Fernando: Owen is correct, the type of abuse you’re hypothesizing has not, in fact, occurred, in 32 years of IXPs. 

Since you’re the one proposing to impose a cost on everyone else, the burden falls on you to prove that is solves an actual problem, not on Owen to prove that it does not. 
    
                -Bill


On Apr 22, 2024, at 7:44 AM, Fernando Frediani <[email protected]> wrote:



It seems you kind of disregards the basics of IP assignment and mix up things and what they were made for and thought for. It is not because something looks convenient, that is something right. When conveniences prevail over the main point we start to miss the discussion propose. What you are saying below looks more a personal preference if you were in charge of an IX to make it develop than what is the main point of the discussion how resources from a special pool should be treated.
IXPs are not Broadband Services Providers nor RIRs and are not meant to distribute IP space to anyone. IXPs need the IPs to build its core services in order to interconnect ASNs locally. Organizations connecting to an IXP have the ability to go directly to the RIR and get resources from there through different ways and that's how it should continue.

Fernando

On 22/04/2024 00:06, Owen DeLong wrote:
A small probability of abuse is generally not seen as a reason to deny legitimate users.
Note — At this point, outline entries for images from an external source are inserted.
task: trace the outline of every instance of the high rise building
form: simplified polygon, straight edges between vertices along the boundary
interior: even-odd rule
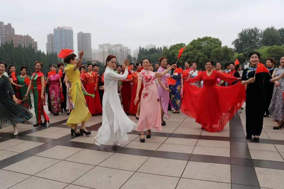
[[[147,45],[145,47],[145,48],[147,49],[147,50],[149,50],[150,48],[154,48],[156,47],[156,45],[155,44],[149,44],[149,45]]]
[[[78,42],[78,52],[84,51],[84,57],[86,59],[92,58],[92,47],[91,46],[91,37],[90,33],[83,33],[80,31],[77,33]]]
[[[61,49],[74,49],[72,27],[61,26],[53,28],[53,50],[59,54]]]
[[[136,58],[138,57],[138,53],[139,52],[139,49],[138,48],[137,49],[135,49],[133,51],[133,54],[132,55],[132,56],[133,57],[135,57]]]
[[[54,52],[53,49],[53,34],[49,33],[47,35],[47,42],[46,43],[46,52],[50,54]]]
[[[92,50],[92,60],[99,60],[99,49],[93,49]]]
[[[14,46],[16,47],[19,45],[22,46],[29,46],[34,48],[36,51],[37,50],[37,42],[35,41],[32,37],[28,35],[14,35],[12,38]]]

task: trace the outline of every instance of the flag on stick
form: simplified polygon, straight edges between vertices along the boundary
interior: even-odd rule
[[[68,48],[62,49],[57,56],[61,58],[64,58],[74,51],[74,50],[69,49]]]
[[[175,80],[168,77],[167,78],[167,82],[168,82],[168,85],[174,85],[175,84],[176,84]]]

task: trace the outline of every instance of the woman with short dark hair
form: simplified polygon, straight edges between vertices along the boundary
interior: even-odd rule
[[[25,98],[25,95],[27,94],[27,90],[28,90],[28,86],[30,84],[29,83],[26,83],[26,80],[27,79],[30,82],[30,78],[27,75],[27,67],[25,66],[22,66],[20,67],[20,70],[21,71],[21,75],[18,75],[17,77],[18,83],[22,87],[19,89],[20,99],[22,101],[22,102],[23,105],[28,109],[32,109],[32,100],[31,99],[31,96],[29,93],[28,96],[28,98]]]

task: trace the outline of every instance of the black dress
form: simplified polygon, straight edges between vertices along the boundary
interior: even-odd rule
[[[246,68],[242,80],[254,77],[256,67]],[[259,136],[263,125],[263,114],[266,101],[266,86],[272,78],[268,73],[261,72],[255,75],[255,81],[248,84],[246,91],[246,128],[247,134]]]
[[[274,71],[274,68],[271,67],[268,69],[270,75],[272,75],[272,74],[273,73],[273,71]],[[265,114],[267,115],[269,115],[269,112],[268,110],[268,108],[269,107],[269,105],[270,105],[270,103],[271,101],[271,99],[272,99],[272,96],[273,94],[273,88],[274,88],[274,83],[269,82],[267,84],[266,86],[266,99],[265,105]]]
[[[63,82],[63,81],[64,80],[64,78],[65,77],[65,72],[63,72],[63,74],[62,77],[61,77],[61,82],[62,84],[62,93],[63,93],[63,95],[64,96],[64,100],[63,102],[61,103],[61,109],[62,110],[66,110],[66,100],[67,98],[67,89],[66,88],[66,85]]]
[[[0,78],[0,128],[24,123],[33,117],[25,107],[15,103],[9,93],[15,94],[8,77],[3,75]]]

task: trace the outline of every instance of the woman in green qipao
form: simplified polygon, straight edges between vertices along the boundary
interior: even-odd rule
[[[29,83],[26,83],[25,82],[25,79],[26,78],[28,79],[30,81],[30,78],[27,75],[27,67],[25,66],[22,66],[20,67],[21,71],[21,75],[18,75],[17,77],[18,79],[18,83],[22,86],[20,88],[20,99],[22,101],[22,102],[23,105],[28,109],[32,109],[32,100],[31,100],[31,96],[29,93],[28,95],[28,98],[25,99],[25,95],[27,93],[28,90],[28,87],[29,86]],[[24,99],[24,100],[23,100]]]

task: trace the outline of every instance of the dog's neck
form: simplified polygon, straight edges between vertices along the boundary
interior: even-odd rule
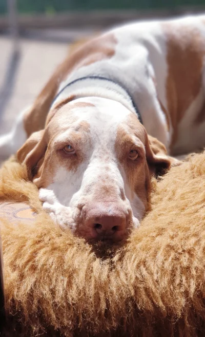
[[[78,79],[64,85],[62,83],[52,107],[69,97],[73,97],[73,100],[92,97],[116,101],[131,111],[138,113],[132,97],[124,88],[112,80],[97,76]]]

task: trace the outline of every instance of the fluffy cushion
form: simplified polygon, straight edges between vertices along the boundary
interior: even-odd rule
[[[205,154],[153,180],[152,210],[110,250],[55,226],[25,168],[7,162],[0,176],[2,199],[37,213],[2,220],[12,336],[204,335]]]

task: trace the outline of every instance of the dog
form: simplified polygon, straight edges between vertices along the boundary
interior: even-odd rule
[[[205,16],[131,23],[59,66],[9,134],[43,207],[88,240],[123,240],[152,175],[205,144]]]

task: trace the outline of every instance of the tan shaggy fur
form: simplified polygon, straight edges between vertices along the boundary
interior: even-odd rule
[[[153,180],[152,210],[105,255],[55,226],[25,168],[0,176],[2,199],[38,213],[2,224],[10,335],[204,335],[205,153]]]

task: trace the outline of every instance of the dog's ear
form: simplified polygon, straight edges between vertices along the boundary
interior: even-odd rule
[[[45,130],[40,130],[32,134],[17,153],[18,161],[26,164],[31,180],[43,162],[47,147]]]
[[[151,174],[161,174],[171,166],[181,164],[177,159],[168,156],[166,147],[157,138],[147,135],[145,146],[147,160]]]

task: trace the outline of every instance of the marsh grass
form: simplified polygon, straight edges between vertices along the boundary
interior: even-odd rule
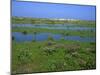
[[[12,45],[12,72],[15,74],[96,68],[95,53],[90,52],[95,44],[49,40],[21,43],[13,41]],[[25,68],[21,69],[22,67]]]

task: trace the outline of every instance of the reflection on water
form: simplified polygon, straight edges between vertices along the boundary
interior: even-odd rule
[[[62,29],[62,30],[93,30],[95,31],[94,27],[80,27],[78,25],[63,25],[63,24],[55,24],[55,25],[48,25],[48,24],[13,24],[12,27],[31,27],[31,28],[46,28],[46,29]]]
[[[36,33],[36,34],[23,34],[21,32],[13,32],[12,36],[17,42],[24,41],[45,41],[49,37],[52,37],[54,40],[73,40],[81,42],[95,42],[95,37],[80,37],[80,36],[64,36],[62,34],[52,34],[52,33]]]

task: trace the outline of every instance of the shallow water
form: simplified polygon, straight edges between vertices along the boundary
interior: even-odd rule
[[[63,24],[55,24],[55,25],[48,25],[48,24],[13,24],[12,27],[31,27],[31,28],[46,28],[46,29],[61,29],[61,30],[93,30],[95,31],[94,27],[81,27],[78,25],[63,25]]]
[[[49,37],[52,37],[54,40],[72,40],[80,42],[95,42],[95,37],[80,37],[80,36],[63,36],[62,34],[52,34],[52,33],[36,33],[36,34],[23,34],[21,32],[13,32],[12,36],[17,42],[25,41],[45,41]]]

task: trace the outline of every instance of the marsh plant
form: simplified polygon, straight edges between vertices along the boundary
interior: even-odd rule
[[[48,40],[53,41],[54,39],[53,39],[53,37],[52,37],[51,35],[49,35],[49,36],[48,36]]]
[[[27,34],[27,31],[23,31],[22,33],[23,33],[24,35],[26,35],[26,34]]]
[[[15,37],[14,36],[12,36],[12,40],[15,40]]]
[[[32,53],[30,52],[28,48],[22,49],[19,51],[17,58],[21,64],[27,64],[28,62],[32,60]]]

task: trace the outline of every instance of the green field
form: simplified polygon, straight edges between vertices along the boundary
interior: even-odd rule
[[[41,44],[42,43],[42,44]],[[49,43],[51,43],[49,45]],[[12,42],[12,72],[71,71],[96,68],[95,43]]]
[[[47,19],[27,19],[12,18],[12,24],[37,24]],[[24,20],[23,20],[24,19]],[[26,21],[25,21],[26,20]],[[37,22],[40,20],[39,22]],[[34,22],[33,22],[34,21]],[[51,21],[52,24],[63,24],[65,22]],[[68,21],[66,21],[68,23]],[[78,21],[70,22],[81,24],[81,26],[94,27],[95,22]],[[85,25],[84,25],[85,24]],[[62,34],[64,36],[95,37],[95,31],[72,31],[55,30],[46,28],[15,27],[12,32],[21,32],[25,35],[49,32],[52,34]],[[46,41],[18,42],[12,36],[12,74],[17,73],[37,73],[54,71],[75,71],[89,70],[96,68],[96,42],[79,42],[64,40],[54,40],[48,38]]]

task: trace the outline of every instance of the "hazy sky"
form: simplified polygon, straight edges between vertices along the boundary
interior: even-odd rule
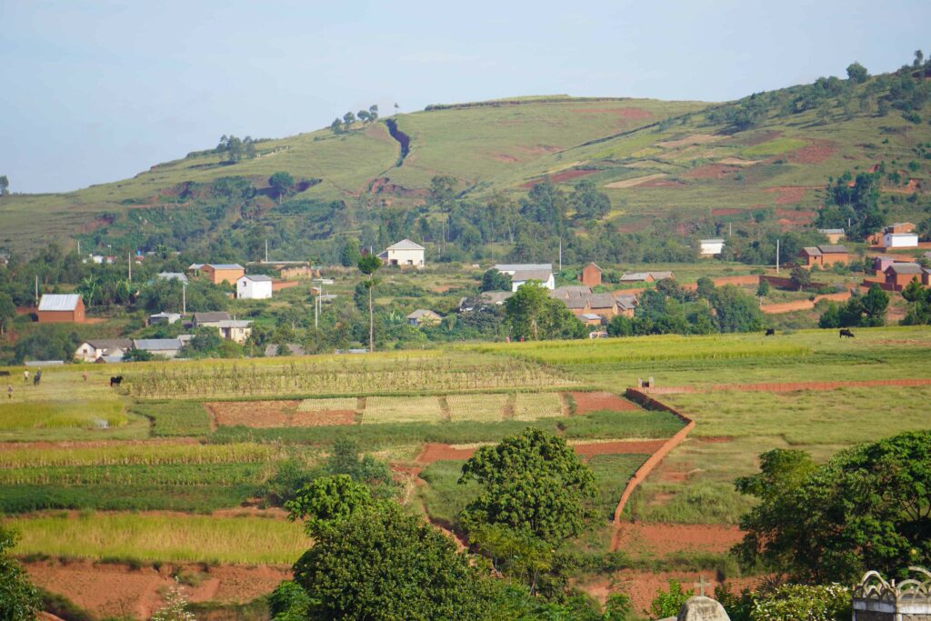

I think we can generally count on IXPs not to distribute large portions of their resources to cache providers that do not bring significant value to the users of the IX with those resources. To the best of my knowledge, there is no problem of abuse to date. As such, I think your concern here has about as much credibility as those crying about election fraud in the US.

Owen


On Apr 18, 2024, at 22:31, Fernando Frediani <[email protected]> wrote:

By doing this it creates a short path to some specific type of Internet companies over the others to have access to scarce resources via someone else's right (the IX) to request those addresses for the minimum necessary to setup an IX, not to 'give a hand' to third parties. It would start to distort the purpose of the pool.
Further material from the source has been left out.